Il se défit de sa bouche, s’agenouilla entre ses cuisses et, lui soulevant les fesses, planta son vit dans la vulve.
Elle poussa un léger cri de surprise quand un élan de douleur la traversa. Mais le lingam qui bougeait puissamment en elle lui arracha bientôt des soupirs de bonheur.
Il la baisa longuement et savamment, variant les positions, tantôt elle était sous lui, tantôt à califourchon sur son ventre, ou encore agenouillée la croupe offerte à sa vigueur.
Mais aux premières lueurs de l’aube, déposant sur ses lèvres un dernier baiser il lui dit adieu.
« Non, dit la jeune femme, ne pars pas, je ne suis pas mariée, si tu t’en vas je vais mourir ».
L’homme lune sourit et répondit :
« Ne t’en fais pas, va à Khajuraho, donne naissance à l’enfant qui désormais grandit dans ton ventre. Il deviendra très important et tu vivras auprès de lui. »
Ainsi fut fait et l’enfant né de l’union de la lune et d’Hemawati, devint le premier des Chandelas.

Vide de toi

Arraché.
Ils t’ont arraché à moi.
Arraché à mon corps, à mes bras, à ma peau.
Ma peau si blanche sur l’ébène de la tienne.
Je posais au réveil ma tête sur ton ventre soyeux et entourais ton phallus de mes lèvres.
Nous restions ainsi, suspendus à la douce léthargie du matin.
Tu caressais mes cheveux, mes doigts jouaient sur ton sexe.
Parfois tu te dégageais doucement, roulais sur moi. J’arrimais mes jambes à tes hanches pour t’accueillir au plus profond de ma chaleur et nous ne formions plus qu’un seul corps qui tanguait et roulait.
Comme une feuille sur l’onde.
Et je croyais alors que rien ni personne ne pourrait nous séparer.
Arraché.
Ils t’ont arraché à moi.
J’ai encore sur ma vulve la douceur de ta bouche, la caresse de ta langue, la tiédeur de ton souffle.
Devenu béance inutile, mon ventre vide de toi se chiffonne et se tord.
Mes doigts impatients fourragent mon sexe.
Revivre l’extase, te retrouver, un instant.
Mais mon corps glacé résiste et ne veut jouir ; il se raidit, s’épuise, refuse cette absurde consolation.
Arraché.
Ils t’ont arraché à ma peau.
Je t’ai attendu au-delà des heures, au-delà du temps. Je t’ai cherché dans les rues. J’ai sillonné la ville et interpelé des passants. J’ai sonné aux portes de tes amis. Ils m’ont parlé de la rafle.
Une descente de police, des immigrés sans papiers jetés dans des camions. Embarqués dans des avions.
« Retour à l’envoyeur, m’a dit un policier. C’est comme ça ma petite dame.

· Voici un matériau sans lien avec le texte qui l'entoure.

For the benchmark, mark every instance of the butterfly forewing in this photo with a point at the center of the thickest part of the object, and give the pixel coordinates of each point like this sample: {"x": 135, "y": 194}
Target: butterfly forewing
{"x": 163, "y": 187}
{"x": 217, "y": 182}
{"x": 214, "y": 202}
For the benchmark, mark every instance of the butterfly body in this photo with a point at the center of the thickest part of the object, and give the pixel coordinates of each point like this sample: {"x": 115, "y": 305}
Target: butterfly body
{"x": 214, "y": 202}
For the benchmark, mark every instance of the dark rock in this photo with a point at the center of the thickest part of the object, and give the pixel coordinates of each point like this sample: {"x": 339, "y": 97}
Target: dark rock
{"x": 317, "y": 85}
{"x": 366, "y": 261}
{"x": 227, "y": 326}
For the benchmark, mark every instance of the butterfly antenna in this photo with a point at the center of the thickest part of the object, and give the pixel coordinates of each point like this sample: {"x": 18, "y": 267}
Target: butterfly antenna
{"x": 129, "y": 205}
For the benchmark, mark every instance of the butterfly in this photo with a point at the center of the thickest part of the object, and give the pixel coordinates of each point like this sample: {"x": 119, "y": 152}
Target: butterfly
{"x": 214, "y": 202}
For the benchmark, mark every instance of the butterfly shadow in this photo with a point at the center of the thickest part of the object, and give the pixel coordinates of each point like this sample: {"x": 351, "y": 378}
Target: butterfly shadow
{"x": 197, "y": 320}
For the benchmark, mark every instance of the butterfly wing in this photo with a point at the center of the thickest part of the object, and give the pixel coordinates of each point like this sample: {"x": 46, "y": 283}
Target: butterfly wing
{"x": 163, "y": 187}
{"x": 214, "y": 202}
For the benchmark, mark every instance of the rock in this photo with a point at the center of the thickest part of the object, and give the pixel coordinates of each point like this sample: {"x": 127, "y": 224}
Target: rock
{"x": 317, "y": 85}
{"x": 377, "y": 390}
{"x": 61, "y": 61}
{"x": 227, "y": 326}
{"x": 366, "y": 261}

C’est la loi ! »
Arraché.
Ils t’ont arraché à moi pour t’expédier vers un pays où t’attend la prison ou la mort.
J’ai mal à hurler, à me cogner contre les murs, à labourer mon corps de mes ongles pour avoir l’illusion que cette douleur là me fera un instant oublier l’autre, insoutenable, celle de ta disparition.
« T’en fais pas, disais-tu, je suis en France depuis longtemps, j’ai fait toutes les demandes, je serai bientôt régularisé. »
E comme Ensemble

Voluptueusement cambrée, elle s’étire pour offrir à l’objectif la courbure de ses fesses. Sous la caresse dorée de la soie sa vulve frémit et doucement s’entrouvre. Emoustillée par l’idée du double regard qui la pénètre, attentif au glissement de la légère chemise, elle imagine, elle espère la bouche sur ses lèvres. Elles se déploient comme des pétales ruisselants de rosée. Elles frémissent dans l’attente du baiser.
Sa langue gourmande lèchera son eau parfumée, s’enfoncera dans le con soyeux. Elle se tendra vers lui, le désirant au plus profond de son ventre.
Mais peut-être aura–t-il un autre désir. Celui de son cul étroit, plus secret et fermé qu’elle n’a jamais accordé qu’à lui.
Il jouera avec son orifice, lentement et délicatement, pour l’apprivoiser, le trempant de sa salive, l’aspirant doucement, le pénétrant, à peine, de la pointe de sa langue.
Elle frissonnera dans l’attente du doigt agile et ferme qui s’enfoncera en elle, et alors, emportée par le désir d’orgasme elle écartera de ses deux mains les globes de ses fesses pour s’offrir encore et encore.
Il la caressera longtemps, sa bouche et ses doigts se relayant, de son cul à son con. Des ondes de plaisir la parcourront longuement, et lui, grisé par la cyprine qui coulera le long de des cuisses tendres et par ses soupirs extasiés redoublera d’ardeur.
Et quand son cul, docile et amadoué se sera ouvert, il empoignera ses hanches, poussera lentement son sexe dur et humide contre son orifice.
La pénétrera.
Elle poussera un petit cri de joie.
Se collera à lui.
Cuisses contre cuisses.
Fesses contre ventre.
Ils se balanceront longuement, danseront, comme des flammes mouvantes.
Lui fiché en elle éperdue et heureuse.
Elle retiendra un nouvel orgasme, pour l’attendre.
Et exploser ensemble, de joie.

18 novembre 2007
Le dessin de Pin Up est de Vargas
La photo est de YONI
C comme Caresse
Mes mains effleurent ta peau, glissent le long de ton torse, folâtrent sur ton ventre.
Délicatement, les tiennes parcourent mon dos suivant la courbe de mes reins.
Du bout des doigts je dessine autour de ton pénis qui lentement se déploie et se gonfle comme un petit animal curieux, des volutes de douceur. Je suspends mon geste, te laissant quelques instants dans l’attente de mes caresses.
Tu frémis de désir et encercles mes seins de tes paumes, pressant de tes pouces mes mamelons que l’envie de toi a durci et qui se dressent impatients et joyeux.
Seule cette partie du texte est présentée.